04. Tem sido minha norma aplicada nas actividades de escrita fazer o que estiver ao meu alcance para contrariar tal tendência que reputo ser impeditiva e prejudicial para a generalização da cultura, para a comunicação interpessoal, para se alcançar a imprescindível adequação a elementares regras civilizacionais e ao pleno desfrute da cidadania e, até, com bons reflexos na administração do país.
E muito do que de irregular se nota actualmente no domínio das empobrecidas linguagens falada e escrita, assenta na superficialidade com que se aprende, se lê, se ensina nos cursos básico, secundário, médio, se abordam as questões e as matérias e se tem a veleidade de não aprofundar a essência das coisas que se nos deparam diariamente. Anomalias que se repercutem no Ensino Superior e que de alguma forma, igualmente, nele se manifestam, nomeadamente na latente hostilidade às Humanidades, incluindo as Ciências Sociais.

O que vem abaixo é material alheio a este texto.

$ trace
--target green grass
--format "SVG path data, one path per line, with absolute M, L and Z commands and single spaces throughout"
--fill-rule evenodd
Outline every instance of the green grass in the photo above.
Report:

05. Aliás, nos meus textos hei cuidado de penetrar analiticamente as essências das matérias contempladas nas respectivas explanações o que, necessariamente, se impõe pela importância dos assuntos focados. Tal desiderato obsta a que haja relativamente a eles hipóteses de reduzir espaços pois que os temas seriam insuficientemente analisados.
Por outro lado tendo presente que ao leitor atento e interessado na leitura do texto e no decorrer dela, vão-se-lhe suscitando dúvidas, despertando interrogações quanto a hipotéticos desenvolvimentos/aprofundamentos das matérias contempladas na peça escrita e mesmo dando a azo à ponderação de novas questões e lucubrações mentais; hei por bem prevê-las e corresponder com as atinentes explanações que, eventualmente, satisfaçam ou elucidem a pessoa; pelo menos com a vantagem de ela ficar conhecendo a opinião do autor; esta, tão abrangente quanto lhe foi possível alcançar face às circunstâncias e condicionantes que subjazem no acto de elaboração da escrita.

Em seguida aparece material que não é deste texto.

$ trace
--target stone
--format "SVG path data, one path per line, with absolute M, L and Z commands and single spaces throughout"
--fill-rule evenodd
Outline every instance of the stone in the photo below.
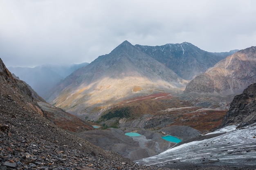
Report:
M 16 166 L 17 166 L 17 164 L 16 163 L 11 163 L 9 162 L 6 161 L 4 163 L 4 165 L 7 166 L 7 167 L 15 168 L 16 167 Z

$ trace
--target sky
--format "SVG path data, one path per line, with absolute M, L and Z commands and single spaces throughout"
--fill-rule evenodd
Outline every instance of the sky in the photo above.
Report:
M 0 0 L 7 67 L 90 63 L 125 40 L 189 42 L 211 52 L 256 46 L 254 0 Z

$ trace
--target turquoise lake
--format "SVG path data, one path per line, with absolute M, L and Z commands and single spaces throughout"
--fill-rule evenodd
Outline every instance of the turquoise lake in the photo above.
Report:
M 94 128 L 95 128 L 95 129 L 97 129 L 97 128 L 99 128 L 101 127 L 100 126 L 98 126 L 98 125 L 92 125 L 92 127 L 93 127 Z
M 135 132 L 128 132 L 128 133 L 125 133 L 125 135 L 129 136 L 141 136 L 141 135 L 139 133 L 135 133 Z
M 181 140 L 180 139 L 170 135 L 166 135 L 165 136 L 163 136 L 162 138 L 167 141 L 171 142 L 178 143 L 181 142 Z

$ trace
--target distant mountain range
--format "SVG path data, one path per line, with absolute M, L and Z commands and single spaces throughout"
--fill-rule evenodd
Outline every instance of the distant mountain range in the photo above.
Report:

É que pretendo ser esclarecedor e que cada prosa seja o mais abrangente, específica, objectiva e, se possível, per se não desprezível obra literária. Para isso usando, com apreciável abrangência, o magnífico, vasto e riquíssimo património linguístico que é a LÍNGUA PORTUGUESA.

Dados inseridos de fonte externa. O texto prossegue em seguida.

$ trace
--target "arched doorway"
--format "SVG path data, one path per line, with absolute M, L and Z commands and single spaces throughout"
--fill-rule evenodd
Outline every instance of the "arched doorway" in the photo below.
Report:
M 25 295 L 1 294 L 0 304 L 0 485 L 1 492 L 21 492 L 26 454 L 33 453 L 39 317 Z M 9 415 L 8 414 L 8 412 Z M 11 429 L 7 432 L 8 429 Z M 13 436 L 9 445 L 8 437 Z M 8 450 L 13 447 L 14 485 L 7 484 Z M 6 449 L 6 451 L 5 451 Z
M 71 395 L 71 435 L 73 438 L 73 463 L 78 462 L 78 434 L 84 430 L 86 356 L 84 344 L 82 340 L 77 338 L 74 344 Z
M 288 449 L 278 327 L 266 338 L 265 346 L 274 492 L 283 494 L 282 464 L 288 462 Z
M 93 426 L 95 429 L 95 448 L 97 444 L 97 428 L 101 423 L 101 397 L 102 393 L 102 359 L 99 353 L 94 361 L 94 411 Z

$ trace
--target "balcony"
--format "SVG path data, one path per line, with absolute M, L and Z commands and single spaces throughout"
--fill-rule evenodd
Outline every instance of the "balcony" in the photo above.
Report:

Se outra fosse a modalidade superficial da minha escrita não estaria habilitado a editar em livro as crónicas que vou escrevendo; como aconteceu recentemente com a publicação dos dois volumes (I e II) da obra APONTAMENTOS BRASILIANOS.
06. Face ao exposto e pelo respeito que tenho por mim próprio e pelos amigos e leitores, não quero, não posso, nem devo, alterar o modus faciendi de elaboração da escrita brasiliana.
Não desejaria decepcionar os leitores desagradados com a extensão das crónicas de Brasilino Godinho. Mas, paciência… Estou consciente que não posso agradar a toda a gente que lê os meus textos. Caso para relembrar e os leitores tomarem referência: também noblesse oblige!
Post Scriptum. Não me canso de repetir: Escrevo com activo repúdio do abominável Novo Acordo Ortográfico de 1990. Ele, explícito reflexo da profunda degradação sociopolítica em que se encontra Portugal, com a qual não me conformo e que resolutamente denuncio e combato.